Monday, March 24, 2008

"The Patient Has Died" - A Pre-mortem

I read a great article in the September, 2007 issue of HBR. In the article, Gary Klein writes on the value of determining the death of a project, before it starts.

Prior to my research on "The CRM Dilemma", a pre-mortem on my CRM project, would not have included the certainty of death that my research revealed. I now know that activity controls are like a surgeon carrying the plague.
(The analogy carries on from here and although it might be "Over the top," I had a lot of fun writing it and I believe the points are valid - AH)

If the infection is allowed anywhere near the patient, the patient will die a painful death. For years, few have suspected this "Deadly surgeon" but has instead blamed other people and circumstances. Over and over the operation is performed using different techniques and people, but someone keeps inviting the "deadly surgeon" into the room. The patient rarely recovers after the operation and most often dies.

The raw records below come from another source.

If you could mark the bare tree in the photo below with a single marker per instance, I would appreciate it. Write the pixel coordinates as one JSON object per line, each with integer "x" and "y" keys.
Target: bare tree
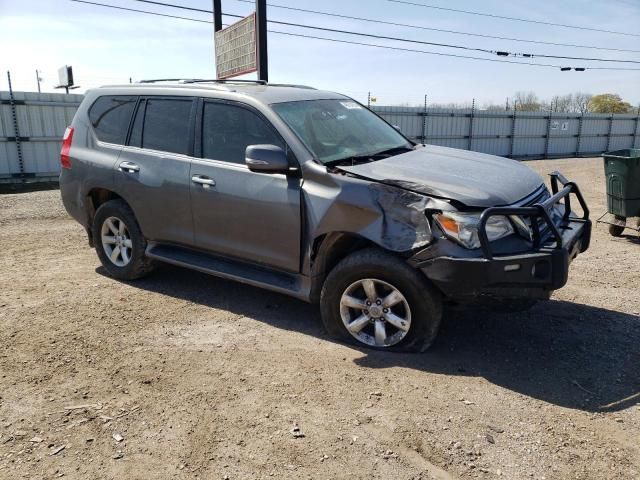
{"x": 581, "y": 102}
{"x": 526, "y": 102}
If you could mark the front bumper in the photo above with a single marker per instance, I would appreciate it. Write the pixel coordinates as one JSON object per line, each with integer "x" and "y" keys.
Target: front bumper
{"x": 534, "y": 273}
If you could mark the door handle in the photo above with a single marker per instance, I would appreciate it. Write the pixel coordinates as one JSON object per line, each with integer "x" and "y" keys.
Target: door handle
{"x": 128, "y": 167}
{"x": 206, "y": 182}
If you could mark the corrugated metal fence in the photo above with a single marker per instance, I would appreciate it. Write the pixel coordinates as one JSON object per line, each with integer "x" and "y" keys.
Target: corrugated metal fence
{"x": 517, "y": 134}
{"x": 32, "y": 125}
{"x": 31, "y": 129}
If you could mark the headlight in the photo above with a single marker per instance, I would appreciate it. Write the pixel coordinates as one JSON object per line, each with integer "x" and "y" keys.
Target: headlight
{"x": 463, "y": 227}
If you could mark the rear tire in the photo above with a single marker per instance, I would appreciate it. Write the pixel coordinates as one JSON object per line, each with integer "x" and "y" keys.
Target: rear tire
{"x": 404, "y": 310}
{"x": 119, "y": 242}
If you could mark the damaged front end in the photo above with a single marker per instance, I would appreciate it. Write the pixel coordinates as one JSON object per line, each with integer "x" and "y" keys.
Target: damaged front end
{"x": 388, "y": 216}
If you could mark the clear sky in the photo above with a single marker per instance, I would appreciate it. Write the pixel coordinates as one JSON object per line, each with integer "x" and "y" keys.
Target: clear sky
{"x": 109, "y": 46}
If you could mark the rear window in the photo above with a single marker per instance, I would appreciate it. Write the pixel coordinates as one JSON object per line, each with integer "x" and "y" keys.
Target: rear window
{"x": 166, "y": 125}
{"x": 110, "y": 117}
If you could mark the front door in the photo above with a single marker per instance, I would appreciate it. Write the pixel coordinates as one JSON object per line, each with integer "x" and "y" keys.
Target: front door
{"x": 153, "y": 169}
{"x": 236, "y": 212}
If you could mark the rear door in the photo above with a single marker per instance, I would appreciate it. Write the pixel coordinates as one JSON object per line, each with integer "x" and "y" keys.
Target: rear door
{"x": 236, "y": 212}
{"x": 153, "y": 169}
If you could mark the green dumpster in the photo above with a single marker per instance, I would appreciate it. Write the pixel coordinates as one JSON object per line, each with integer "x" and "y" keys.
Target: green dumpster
{"x": 622, "y": 169}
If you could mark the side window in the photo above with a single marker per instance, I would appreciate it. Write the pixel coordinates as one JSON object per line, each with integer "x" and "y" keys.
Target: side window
{"x": 110, "y": 117}
{"x": 227, "y": 130}
{"x": 136, "y": 130}
{"x": 166, "y": 125}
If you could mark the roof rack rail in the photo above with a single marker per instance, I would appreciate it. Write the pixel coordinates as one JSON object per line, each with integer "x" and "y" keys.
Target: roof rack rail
{"x": 228, "y": 80}
{"x": 201, "y": 80}
{"x": 291, "y": 85}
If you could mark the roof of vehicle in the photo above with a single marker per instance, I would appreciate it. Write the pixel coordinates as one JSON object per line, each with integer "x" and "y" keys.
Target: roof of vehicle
{"x": 268, "y": 93}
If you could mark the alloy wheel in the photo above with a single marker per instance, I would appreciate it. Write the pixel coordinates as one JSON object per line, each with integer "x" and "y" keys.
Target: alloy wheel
{"x": 116, "y": 241}
{"x": 375, "y": 312}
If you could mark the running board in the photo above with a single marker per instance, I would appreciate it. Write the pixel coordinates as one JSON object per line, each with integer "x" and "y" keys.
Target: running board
{"x": 290, "y": 284}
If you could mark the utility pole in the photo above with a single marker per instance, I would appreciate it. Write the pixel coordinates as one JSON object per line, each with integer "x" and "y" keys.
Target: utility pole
{"x": 261, "y": 27}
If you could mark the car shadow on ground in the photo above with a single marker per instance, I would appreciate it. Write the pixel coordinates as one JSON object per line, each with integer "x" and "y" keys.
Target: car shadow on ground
{"x": 571, "y": 355}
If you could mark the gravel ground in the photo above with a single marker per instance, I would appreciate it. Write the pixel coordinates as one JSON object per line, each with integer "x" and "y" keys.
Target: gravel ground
{"x": 182, "y": 375}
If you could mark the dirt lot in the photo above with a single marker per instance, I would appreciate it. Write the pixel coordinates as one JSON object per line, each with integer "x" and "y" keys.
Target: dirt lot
{"x": 183, "y": 375}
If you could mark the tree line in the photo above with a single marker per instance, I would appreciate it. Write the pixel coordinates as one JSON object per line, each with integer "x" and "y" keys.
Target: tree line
{"x": 579, "y": 102}
{"x": 571, "y": 103}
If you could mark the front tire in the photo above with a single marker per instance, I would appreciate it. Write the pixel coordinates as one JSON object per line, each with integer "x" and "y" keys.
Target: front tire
{"x": 616, "y": 229}
{"x": 119, "y": 242}
{"x": 376, "y": 300}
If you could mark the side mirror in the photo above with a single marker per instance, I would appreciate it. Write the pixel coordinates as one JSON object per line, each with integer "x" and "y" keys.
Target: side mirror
{"x": 266, "y": 159}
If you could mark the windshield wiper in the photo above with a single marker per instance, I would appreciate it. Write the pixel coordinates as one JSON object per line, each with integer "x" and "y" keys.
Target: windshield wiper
{"x": 369, "y": 157}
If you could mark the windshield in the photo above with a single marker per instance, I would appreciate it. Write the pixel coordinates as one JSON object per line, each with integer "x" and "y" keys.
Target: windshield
{"x": 339, "y": 129}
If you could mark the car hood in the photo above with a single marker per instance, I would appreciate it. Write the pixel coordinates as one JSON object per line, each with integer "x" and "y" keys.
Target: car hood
{"x": 472, "y": 178}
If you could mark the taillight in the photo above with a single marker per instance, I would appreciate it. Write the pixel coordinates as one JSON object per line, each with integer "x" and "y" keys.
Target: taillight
{"x": 65, "y": 161}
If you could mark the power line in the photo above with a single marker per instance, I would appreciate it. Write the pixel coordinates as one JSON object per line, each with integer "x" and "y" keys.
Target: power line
{"x": 407, "y": 40}
{"x": 335, "y": 40}
{"x": 539, "y": 22}
{"x": 457, "y": 32}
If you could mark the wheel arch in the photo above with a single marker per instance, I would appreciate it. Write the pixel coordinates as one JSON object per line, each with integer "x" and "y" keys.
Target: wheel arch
{"x": 327, "y": 251}
{"x": 94, "y": 198}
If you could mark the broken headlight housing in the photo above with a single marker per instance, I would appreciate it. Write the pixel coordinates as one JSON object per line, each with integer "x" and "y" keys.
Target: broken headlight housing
{"x": 463, "y": 227}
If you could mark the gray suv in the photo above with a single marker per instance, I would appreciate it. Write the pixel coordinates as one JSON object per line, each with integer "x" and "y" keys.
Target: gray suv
{"x": 309, "y": 193}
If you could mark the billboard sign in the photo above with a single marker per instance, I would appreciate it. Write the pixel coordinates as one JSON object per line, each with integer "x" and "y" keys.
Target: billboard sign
{"x": 236, "y": 52}
{"x": 65, "y": 77}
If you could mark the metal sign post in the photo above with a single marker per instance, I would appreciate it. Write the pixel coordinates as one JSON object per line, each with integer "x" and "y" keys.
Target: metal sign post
{"x": 261, "y": 25}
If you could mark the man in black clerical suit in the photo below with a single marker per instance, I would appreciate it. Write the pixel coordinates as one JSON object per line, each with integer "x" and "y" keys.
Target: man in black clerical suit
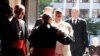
{"x": 80, "y": 46}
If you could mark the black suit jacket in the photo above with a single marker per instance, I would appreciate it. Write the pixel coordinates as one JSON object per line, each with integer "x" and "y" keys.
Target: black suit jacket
{"x": 80, "y": 34}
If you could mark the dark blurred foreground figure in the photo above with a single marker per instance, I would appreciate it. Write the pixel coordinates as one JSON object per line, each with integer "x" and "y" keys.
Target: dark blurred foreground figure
{"x": 94, "y": 48}
{"x": 6, "y": 31}
{"x": 18, "y": 24}
{"x": 43, "y": 38}
{"x": 80, "y": 45}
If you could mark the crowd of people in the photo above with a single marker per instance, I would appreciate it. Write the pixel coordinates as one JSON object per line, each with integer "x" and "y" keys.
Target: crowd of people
{"x": 51, "y": 35}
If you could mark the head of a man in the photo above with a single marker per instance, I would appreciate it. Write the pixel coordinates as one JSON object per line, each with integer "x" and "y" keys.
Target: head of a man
{"x": 58, "y": 15}
{"x": 19, "y": 11}
{"x": 75, "y": 12}
{"x": 48, "y": 10}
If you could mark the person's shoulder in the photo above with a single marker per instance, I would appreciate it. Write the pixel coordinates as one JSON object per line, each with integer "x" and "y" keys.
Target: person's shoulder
{"x": 67, "y": 19}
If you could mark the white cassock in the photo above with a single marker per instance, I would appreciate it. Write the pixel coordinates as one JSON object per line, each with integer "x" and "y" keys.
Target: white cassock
{"x": 60, "y": 48}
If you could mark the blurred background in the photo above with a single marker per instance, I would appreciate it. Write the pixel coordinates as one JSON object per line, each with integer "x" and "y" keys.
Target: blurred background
{"x": 89, "y": 10}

There are groups of upcoming patients that suspect the "deadly surgeon," but they are afraid to say anything because he is so well liked and accepted by the medical team. The "deadly surgeon" has become such a part of the medical team that they can't imagine the operation would work without him. Yet up to 80% or more of these operations fail and the patient dies because no one will take the "deadly surgeon" out of the room.

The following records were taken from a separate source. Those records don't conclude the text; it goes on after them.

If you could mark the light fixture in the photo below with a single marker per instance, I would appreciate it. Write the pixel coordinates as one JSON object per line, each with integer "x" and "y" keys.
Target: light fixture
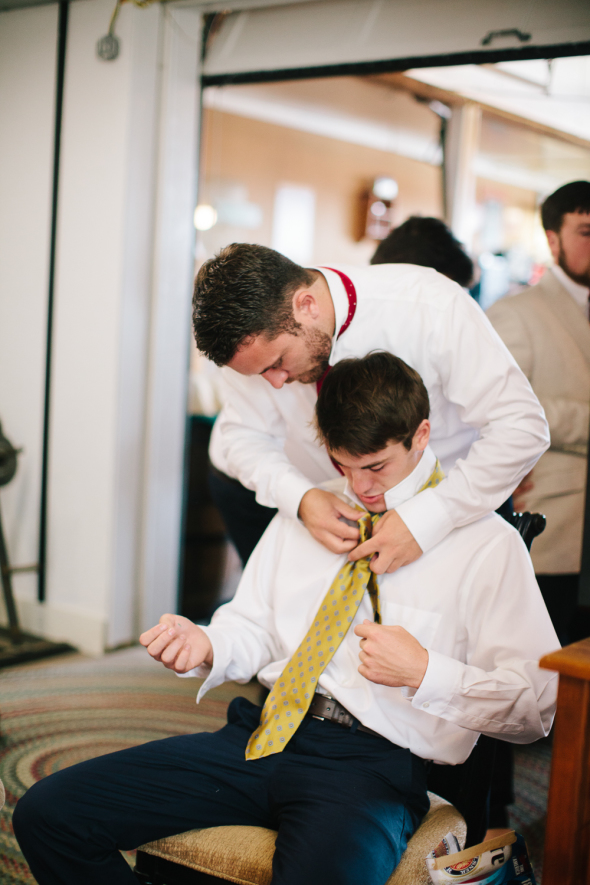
{"x": 205, "y": 217}
{"x": 385, "y": 188}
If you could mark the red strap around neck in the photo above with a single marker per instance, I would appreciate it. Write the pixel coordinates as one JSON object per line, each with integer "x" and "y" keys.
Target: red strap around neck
{"x": 351, "y": 295}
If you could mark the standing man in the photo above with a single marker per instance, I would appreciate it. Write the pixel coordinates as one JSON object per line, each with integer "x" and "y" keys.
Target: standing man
{"x": 547, "y": 331}
{"x": 278, "y": 328}
{"x": 429, "y": 243}
{"x": 370, "y": 678}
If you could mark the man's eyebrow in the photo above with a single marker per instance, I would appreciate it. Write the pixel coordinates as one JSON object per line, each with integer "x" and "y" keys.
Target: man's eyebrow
{"x": 275, "y": 365}
{"x": 366, "y": 467}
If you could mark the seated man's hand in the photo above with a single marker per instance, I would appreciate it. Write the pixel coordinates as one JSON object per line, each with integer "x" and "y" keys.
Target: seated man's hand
{"x": 519, "y": 494}
{"x": 391, "y": 546}
{"x": 390, "y": 655}
{"x": 178, "y": 643}
{"x": 320, "y": 513}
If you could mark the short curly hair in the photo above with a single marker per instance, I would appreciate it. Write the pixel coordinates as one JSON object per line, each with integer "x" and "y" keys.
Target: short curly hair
{"x": 245, "y": 291}
{"x": 366, "y": 403}
{"x": 572, "y": 197}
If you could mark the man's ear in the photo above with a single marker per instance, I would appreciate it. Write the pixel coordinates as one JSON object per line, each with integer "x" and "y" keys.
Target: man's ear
{"x": 554, "y": 244}
{"x": 305, "y": 306}
{"x": 422, "y": 435}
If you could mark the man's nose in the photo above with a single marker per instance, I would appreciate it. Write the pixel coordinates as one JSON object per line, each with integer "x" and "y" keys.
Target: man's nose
{"x": 361, "y": 483}
{"x": 276, "y": 377}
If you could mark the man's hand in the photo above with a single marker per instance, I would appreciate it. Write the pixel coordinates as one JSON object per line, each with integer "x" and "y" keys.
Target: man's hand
{"x": 320, "y": 513}
{"x": 178, "y": 644}
{"x": 390, "y": 655}
{"x": 392, "y": 542}
{"x": 525, "y": 486}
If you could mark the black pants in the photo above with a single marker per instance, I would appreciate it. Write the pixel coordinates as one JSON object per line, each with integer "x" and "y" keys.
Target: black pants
{"x": 560, "y": 593}
{"x": 344, "y": 804}
{"x": 244, "y": 518}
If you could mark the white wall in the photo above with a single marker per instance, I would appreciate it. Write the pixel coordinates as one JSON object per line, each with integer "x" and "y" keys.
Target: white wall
{"x": 28, "y": 40}
{"x": 122, "y": 309}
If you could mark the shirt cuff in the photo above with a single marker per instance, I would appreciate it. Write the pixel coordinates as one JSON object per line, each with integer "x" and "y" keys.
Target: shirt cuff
{"x": 291, "y": 490}
{"x": 214, "y": 675}
{"x": 440, "y": 684}
{"x": 427, "y": 518}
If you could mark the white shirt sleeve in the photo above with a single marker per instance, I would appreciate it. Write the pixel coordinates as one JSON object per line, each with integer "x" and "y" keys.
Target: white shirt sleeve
{"x": 242, "y": 631}
{"x": 250, "y": 434}
{"x": 499, "y": 689}
{"x": 479, "y": 375}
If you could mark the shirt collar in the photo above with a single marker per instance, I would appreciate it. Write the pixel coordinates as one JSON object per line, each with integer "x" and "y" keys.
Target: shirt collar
{"x": 578, "y": 292}
{"x": 340, "y": 302}
{"x": 408, "y": 487}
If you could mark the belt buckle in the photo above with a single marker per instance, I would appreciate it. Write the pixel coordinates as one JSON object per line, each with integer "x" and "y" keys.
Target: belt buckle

So what do you do once the finger has been pointed squarely at the "deadly surgeon"?

Are you willing to take responsibility for asking him to sit out of a few operations?

There are people that you report to that really like the "deadly surgeon" and what he brings to each operation. They may not be willing to accept his culpability in all those past patient deaths.

You may end up with a severance package, writing a blog, and changing careers if they would rather keep their "angel of death" in the operating room.

But isn't the overall health of the patient more important? Now that you know CRM will die if activity controls are allowed in, are you willing to force "Him" to sit out a few operations?